DeFiLogicShield: Business Security Rule-Guided LLM Smart Contract Audit Framework
摘要
Smart contracts, once deployed, cannot be modified. Since DeFi protocol smart contracts typically store enormous amounts of funds, ensuring their correctness before deployment is crucial. However, existing static and dynamic analysis tools demonstrate significant limitations in detecting business logic vulnerabilities in DeFi protocols. Large language models (LLMs) exhibit promising potential for smart contract vulnerability detection through their powerful semantic analysis capabilities; nevertheless, they still face challenges in identifying complex business logic vulnerabilities in DeFi protocols due to a lack of targeted guidance. In this paper, we propose an automated smart contract security audit framework guided by business security rules. First, we systematically classify a large corpus of DeFi protocol code according to their core business logic (such as lending, liquidity provision, trading mechanisms, etc.) into distinct categories.

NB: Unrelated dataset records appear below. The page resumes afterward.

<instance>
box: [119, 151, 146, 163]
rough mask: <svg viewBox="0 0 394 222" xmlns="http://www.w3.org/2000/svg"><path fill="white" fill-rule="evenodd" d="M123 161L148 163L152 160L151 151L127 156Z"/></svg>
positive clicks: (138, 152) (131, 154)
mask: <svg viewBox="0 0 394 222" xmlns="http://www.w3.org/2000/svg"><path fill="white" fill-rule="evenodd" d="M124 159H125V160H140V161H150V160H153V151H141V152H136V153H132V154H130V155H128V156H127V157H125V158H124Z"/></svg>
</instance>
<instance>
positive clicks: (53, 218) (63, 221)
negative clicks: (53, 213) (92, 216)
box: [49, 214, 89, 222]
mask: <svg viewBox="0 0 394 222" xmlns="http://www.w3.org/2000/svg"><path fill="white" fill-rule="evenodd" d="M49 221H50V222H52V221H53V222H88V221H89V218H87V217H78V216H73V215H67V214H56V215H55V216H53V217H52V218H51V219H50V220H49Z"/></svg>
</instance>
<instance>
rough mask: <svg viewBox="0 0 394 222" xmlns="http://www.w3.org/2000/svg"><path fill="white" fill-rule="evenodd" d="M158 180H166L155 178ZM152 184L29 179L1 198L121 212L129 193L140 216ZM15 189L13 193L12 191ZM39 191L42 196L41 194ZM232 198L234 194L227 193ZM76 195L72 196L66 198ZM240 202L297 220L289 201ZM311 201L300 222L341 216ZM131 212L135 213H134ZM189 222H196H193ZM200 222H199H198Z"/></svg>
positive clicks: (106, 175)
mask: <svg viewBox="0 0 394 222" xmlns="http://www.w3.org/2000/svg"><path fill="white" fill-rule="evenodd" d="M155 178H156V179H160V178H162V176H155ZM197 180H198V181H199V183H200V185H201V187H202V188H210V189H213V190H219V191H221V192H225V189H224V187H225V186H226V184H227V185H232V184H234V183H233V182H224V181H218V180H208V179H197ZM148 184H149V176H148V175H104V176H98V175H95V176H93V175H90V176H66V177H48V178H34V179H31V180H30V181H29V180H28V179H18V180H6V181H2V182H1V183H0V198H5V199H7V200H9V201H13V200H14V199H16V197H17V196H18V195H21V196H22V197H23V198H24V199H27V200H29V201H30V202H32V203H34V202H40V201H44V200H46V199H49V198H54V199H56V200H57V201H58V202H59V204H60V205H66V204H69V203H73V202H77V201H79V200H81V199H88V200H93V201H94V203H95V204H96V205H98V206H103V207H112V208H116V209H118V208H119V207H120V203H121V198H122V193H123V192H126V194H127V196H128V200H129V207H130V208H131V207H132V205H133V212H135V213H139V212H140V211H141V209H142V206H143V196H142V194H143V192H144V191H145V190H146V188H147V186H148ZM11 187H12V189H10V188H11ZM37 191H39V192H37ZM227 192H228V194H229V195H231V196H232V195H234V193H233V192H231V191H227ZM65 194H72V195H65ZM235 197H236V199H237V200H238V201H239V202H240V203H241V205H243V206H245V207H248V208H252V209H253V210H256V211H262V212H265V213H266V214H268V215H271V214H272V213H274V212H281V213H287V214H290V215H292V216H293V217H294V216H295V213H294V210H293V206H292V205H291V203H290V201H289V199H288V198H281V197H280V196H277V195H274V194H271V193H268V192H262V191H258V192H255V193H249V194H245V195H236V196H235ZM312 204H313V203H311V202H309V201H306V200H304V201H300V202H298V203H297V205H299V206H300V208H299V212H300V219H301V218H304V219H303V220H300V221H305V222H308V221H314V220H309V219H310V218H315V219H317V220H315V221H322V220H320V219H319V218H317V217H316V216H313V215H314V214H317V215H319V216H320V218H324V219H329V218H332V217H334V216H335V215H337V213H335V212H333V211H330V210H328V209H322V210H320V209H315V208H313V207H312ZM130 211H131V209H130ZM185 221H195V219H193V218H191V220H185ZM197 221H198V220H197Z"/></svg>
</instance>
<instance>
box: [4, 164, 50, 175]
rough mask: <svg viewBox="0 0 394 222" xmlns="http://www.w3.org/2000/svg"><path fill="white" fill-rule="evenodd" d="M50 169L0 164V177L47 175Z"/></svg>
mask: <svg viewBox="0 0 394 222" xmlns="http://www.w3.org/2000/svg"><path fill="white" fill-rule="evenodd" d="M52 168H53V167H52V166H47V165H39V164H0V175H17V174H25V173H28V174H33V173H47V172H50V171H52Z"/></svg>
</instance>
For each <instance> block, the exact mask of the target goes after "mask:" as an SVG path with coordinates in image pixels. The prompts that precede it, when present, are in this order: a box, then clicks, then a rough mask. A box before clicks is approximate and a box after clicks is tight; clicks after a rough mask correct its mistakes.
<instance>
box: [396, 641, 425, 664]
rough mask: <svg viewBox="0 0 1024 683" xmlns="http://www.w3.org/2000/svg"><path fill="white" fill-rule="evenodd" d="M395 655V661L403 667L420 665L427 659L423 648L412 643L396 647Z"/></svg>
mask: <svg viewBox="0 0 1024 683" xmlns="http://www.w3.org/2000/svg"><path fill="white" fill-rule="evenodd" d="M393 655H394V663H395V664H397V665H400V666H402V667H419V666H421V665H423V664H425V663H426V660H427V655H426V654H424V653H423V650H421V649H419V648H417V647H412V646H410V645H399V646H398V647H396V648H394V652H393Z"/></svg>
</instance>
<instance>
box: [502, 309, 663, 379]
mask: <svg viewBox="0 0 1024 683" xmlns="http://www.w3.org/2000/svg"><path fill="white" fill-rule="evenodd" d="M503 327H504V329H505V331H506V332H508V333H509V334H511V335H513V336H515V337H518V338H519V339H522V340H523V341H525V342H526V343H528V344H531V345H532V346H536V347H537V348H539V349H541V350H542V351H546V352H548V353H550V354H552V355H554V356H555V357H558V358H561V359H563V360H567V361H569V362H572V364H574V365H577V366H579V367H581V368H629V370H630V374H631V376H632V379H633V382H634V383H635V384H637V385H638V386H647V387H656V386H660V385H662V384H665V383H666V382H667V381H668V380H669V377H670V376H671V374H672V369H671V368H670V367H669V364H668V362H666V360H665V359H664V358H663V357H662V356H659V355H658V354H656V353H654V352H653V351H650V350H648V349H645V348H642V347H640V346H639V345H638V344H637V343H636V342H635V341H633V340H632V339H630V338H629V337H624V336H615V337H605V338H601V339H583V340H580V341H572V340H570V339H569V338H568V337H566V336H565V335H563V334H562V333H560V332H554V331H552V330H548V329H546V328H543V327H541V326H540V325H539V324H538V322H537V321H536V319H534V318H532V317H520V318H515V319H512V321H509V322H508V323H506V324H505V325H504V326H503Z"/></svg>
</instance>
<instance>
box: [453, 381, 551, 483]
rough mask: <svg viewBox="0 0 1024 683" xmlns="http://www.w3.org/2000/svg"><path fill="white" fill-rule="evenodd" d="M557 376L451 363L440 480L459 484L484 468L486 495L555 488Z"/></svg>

Second, we leverage large language models to extract specific business logic security rules from each category, constructing a comprehensive security rule repository. By combining the semantic understanding capabilities of LLMs with these domain-specific security rules, our approach can more accurately identify potential business logic vulnerabilities. Experiments demonstrate that our method achieves 79.7% precision and 73.5% recall on known vulnerable contract sets, significantly outperforming traditional static analysis tools (approximately 30% precision) and direct LLM-based methods (38.3% precision), while reducing the false negative rate for business logic vulnerabilities from over 90% to 28.4%. Furthermore, in zero-day vulnerability detection on unverified contracts, 70% of the high-risk vulnerabilities identified by our method were confirmed as genuine by security experts, demonstrating exceptional practical value.